For both statements and reports, retrieval follows a two-step pattern:

  1. Retrieve the list of available resources (GET /iso20022/statements or GET /iso20022/reports).
  2. Retrieve individual resources using the returned identifiers.

Message content and booking variations

ISO 20022 cash management messages follow the standard SPS structure, consisting of account-level information, entry-level bookings, and entry details.

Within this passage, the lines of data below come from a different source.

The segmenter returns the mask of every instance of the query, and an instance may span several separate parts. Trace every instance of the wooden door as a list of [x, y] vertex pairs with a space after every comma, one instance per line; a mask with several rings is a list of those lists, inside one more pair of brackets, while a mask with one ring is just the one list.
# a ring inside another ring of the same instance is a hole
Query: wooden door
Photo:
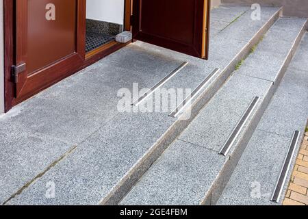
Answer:
[[86, 0], [17, 0], [16, 10], [18, 103], [84, 64]]
[[207, 60], [209, 8], [209, 0], [133, 0], [133, 38]]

Depending on the SP’s booking system:

  • Transactions may be booked immediately or transition through pending states
  • Intraday entries may be less enriched than finalized entries
  • Full enrichment typically completes during EOD processing

Some banks support external batch booking breakdown, where aggregated bookings are shown in camt.053 and detailed entry information is delivered separately via camt.054 through other channels. This configuration must not be active for customers connected via bLink, as camt.054 messages cannot be delivered through a bLink connection. For bLink-connected customers, banks must ensure that booking details are included directly in the delivered account data or that customers are explicitly informed that their configuration needs to be adjusted accordingly.

Data availability

The availability and historical depth of AIS data depends on the Service Provider Offering. Service Users must design their retrieval strategy based on the supported history ranges and must not assume uniform retention across banks.

info

Details on data availability and endpoint-specific restrictions are defined in the Service Provider Offering.

Integration guidance

Service Users integrating AIS should ensure:

  • Correct handling of 200, 202, and 204 responses
  • Retry logic aligned with booking-day finalization, including weekends and holidays
  • Proper cursor-based pagination, including empty X-Next-Cursor handling
  • A retrieval strategy appropriate for the use case, using JSON endpoints for structured processing and ISO 20022 endpoints for reconciliation and reporting
  • Finalized data is available after the bank’s end-of-day (EOD) processing. Batch retrieval of data is recommended in the early morning to reduce the risk that the data is not yet available.